In [None]:
import matplotlib.pyplot as plt
import numpy as np
import os
import pandas as pd
import seaborn as sns
from feature_engine.imputation import RandomSampleImputer
from sklearn.model_selection import train_test_split
from ydata_profiling import ProfileReport

# Data Cleaning

## Objectives

- Evaluate missing data
- Clean the data

## Inputs

- Location of the heart.csv dataset: `/workspace/Heart_attack_risk/outputs/datasets/collection/heart.csv`

## Outputs

- Generate cleaned Train and Test sets at the path outputs/datasets/cleaned

## Conclusions

- Data cleaning pipeline

---

## Setting working Directory

The following steps allow you to set "heart_attack_risk" as the new working directory:

- Get the current directory and print it


In [None]:
current_dir = os.getcwd()

- Set the new working directory as the parent of the previous current directory
- As a result, "heart_attack_risk" becomes the new working directory 

In [None]:
os.chdir(os.path.dirname(current_dir))

## Load dataset

In [None]:
df = (pd.read_csv("outputs/datasets/collection/heart.csv"))
df.head(3)

## Data 

The following steps involve checking the shape and distribution of missing data

In [None]:
vars_with_missing_data = df.columns[df.isna().sum() > 0].to_list()
vars_with_missing_data

In [None]:
if vars_with_missing_data:
    profile = ProfileReport(df=df[vars_with_missing_data], minimal=True)
    profile.to_notebook_iframe()
else:
    print("There are no variables with missing data")

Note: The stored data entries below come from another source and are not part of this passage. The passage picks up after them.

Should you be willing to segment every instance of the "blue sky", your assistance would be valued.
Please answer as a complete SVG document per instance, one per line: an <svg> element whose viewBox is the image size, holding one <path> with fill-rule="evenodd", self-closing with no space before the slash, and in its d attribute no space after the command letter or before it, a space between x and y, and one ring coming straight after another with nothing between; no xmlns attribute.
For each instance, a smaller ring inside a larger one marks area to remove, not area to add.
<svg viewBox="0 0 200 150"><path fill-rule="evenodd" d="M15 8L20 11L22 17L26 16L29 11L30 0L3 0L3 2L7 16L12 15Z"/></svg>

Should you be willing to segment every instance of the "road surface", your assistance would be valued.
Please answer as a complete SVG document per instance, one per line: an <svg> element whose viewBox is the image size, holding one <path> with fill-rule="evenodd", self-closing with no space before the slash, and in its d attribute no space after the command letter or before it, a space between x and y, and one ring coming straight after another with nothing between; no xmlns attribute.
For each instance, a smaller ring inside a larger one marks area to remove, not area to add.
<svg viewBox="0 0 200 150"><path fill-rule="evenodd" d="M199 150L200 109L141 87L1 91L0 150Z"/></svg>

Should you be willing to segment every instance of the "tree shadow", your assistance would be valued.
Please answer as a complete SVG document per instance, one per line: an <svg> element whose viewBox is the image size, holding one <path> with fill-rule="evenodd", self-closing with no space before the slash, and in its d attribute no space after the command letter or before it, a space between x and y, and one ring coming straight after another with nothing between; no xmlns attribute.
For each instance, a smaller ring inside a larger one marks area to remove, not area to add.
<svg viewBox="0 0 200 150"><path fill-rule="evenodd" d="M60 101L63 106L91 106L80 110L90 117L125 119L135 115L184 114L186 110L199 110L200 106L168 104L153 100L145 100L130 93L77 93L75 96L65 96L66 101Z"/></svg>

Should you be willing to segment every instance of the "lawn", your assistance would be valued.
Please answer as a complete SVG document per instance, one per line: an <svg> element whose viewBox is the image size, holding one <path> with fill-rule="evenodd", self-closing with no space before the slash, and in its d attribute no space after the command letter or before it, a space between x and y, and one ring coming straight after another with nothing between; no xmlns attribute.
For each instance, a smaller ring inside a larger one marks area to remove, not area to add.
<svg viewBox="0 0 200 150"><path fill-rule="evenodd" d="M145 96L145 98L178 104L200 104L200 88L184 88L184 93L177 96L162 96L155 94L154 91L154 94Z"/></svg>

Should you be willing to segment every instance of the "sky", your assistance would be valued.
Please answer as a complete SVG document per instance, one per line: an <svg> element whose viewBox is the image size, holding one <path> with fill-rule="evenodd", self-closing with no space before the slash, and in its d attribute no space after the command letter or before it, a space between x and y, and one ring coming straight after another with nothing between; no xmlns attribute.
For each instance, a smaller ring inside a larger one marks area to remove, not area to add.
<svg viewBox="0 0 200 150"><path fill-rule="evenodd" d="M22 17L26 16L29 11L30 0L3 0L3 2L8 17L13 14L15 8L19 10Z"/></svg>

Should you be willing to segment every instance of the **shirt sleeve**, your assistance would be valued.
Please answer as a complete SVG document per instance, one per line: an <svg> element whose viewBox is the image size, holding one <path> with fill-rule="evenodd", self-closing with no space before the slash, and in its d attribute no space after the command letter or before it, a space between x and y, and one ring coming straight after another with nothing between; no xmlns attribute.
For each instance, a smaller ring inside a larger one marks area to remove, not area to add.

It appears that there are no variables with missing data in the dataset.

## Data distributions overview

In [None]:
pandas_report = ProfileReport(df=df, minimal=True)
pandas_report.to_notebook_iframe()

It seems like although the Cholesterol feature has no missing data, the presence of zeros in it represents 18.7% of the data. However, cholesterol blood levels cannot be zero. Thus, the zeros in this context likely represent missing data for cholesterol.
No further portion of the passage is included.